Diestel’s father died young and Diestel was raised by his mother and his uncle, who was a pastor.

He studied at several universities and in 1851 became a lecturer at the University of Bonn. In 1858 at Bonn he became an associate professor of theology. Later on, he served as a professor at the universities of Greifswald (1862), Jena (1867) and Tübingen (1872). He worked closely with the theologian Albrecht Ritschl.

Diestel was known for his liberal-minded theological views.
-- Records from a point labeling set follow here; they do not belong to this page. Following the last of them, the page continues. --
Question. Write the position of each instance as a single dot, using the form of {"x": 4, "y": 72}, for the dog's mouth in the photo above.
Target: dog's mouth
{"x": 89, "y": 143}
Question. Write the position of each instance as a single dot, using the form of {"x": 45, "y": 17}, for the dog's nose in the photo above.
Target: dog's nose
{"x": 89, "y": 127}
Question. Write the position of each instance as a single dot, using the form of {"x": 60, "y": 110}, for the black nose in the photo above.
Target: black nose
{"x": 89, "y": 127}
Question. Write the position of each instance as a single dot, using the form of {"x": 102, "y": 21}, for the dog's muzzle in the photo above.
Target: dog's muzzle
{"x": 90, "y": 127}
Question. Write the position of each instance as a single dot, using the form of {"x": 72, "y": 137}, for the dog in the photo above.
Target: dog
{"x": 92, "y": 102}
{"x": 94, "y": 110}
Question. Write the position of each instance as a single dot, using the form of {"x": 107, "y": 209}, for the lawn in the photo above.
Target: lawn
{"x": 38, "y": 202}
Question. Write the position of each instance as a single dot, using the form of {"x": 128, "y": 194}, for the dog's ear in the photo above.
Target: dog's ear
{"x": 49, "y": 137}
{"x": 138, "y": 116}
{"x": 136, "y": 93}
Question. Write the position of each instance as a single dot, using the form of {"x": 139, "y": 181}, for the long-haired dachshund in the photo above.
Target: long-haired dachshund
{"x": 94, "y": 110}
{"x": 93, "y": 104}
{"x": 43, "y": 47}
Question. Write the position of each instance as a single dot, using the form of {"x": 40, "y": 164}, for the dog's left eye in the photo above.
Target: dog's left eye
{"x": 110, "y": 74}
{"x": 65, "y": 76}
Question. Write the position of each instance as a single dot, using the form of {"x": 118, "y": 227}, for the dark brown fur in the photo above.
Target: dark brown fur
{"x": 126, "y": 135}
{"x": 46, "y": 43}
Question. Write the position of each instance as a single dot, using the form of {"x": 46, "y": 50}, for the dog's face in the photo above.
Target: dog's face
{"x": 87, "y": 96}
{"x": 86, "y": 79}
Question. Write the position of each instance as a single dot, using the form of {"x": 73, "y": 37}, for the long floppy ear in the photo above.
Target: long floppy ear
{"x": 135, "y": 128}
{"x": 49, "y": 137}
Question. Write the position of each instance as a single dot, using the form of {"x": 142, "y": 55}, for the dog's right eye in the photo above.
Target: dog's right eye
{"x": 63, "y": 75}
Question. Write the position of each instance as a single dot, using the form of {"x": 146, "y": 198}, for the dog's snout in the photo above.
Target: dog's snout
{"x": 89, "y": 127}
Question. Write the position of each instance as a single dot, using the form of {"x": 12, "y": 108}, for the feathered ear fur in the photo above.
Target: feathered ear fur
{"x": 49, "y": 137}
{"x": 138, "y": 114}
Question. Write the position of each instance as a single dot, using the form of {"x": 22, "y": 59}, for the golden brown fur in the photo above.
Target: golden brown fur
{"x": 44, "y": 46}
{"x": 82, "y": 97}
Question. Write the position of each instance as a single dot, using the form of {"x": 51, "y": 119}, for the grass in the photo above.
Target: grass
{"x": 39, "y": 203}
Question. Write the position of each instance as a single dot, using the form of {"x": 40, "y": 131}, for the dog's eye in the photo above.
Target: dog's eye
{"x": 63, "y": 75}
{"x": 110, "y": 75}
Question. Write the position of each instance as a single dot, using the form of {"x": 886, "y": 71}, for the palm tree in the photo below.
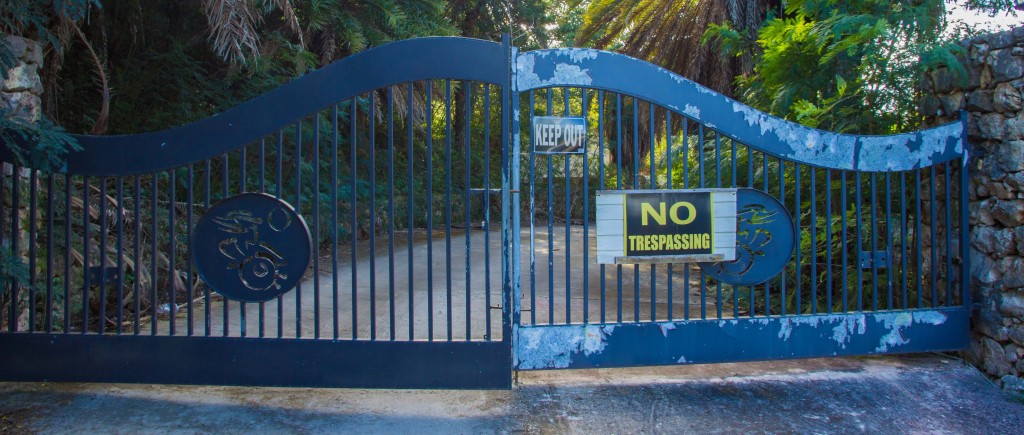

He specialized in Old Testament exegesis and was the author the highly acclaimed Geschichte des Alten Testamentes in der christlichen Kirche ("History of the Old Testament in the Christian Church"), (1868). Other noted works by Diestel include:
- Der Segen Jakob's in Genesis, xlix historisch erläutert. (Jacob's Blessing in Genesis, historically explained); CA Schwetschke & Son, Brunswick, 1853
- Die Sintflut und die Flutsagen des Alterthums (The deluge and flood legends of ancient times); C. Habel, 1871
- Der Prophet Jesaia (with August Wilhelm Knobel)

==Family==

His wife was Sophie Henriette Emmy Antonie Delius (1844 – 1923); the couple had three daughters and three sons. His daughter Meta was a well-known German oratorio and cantata singer.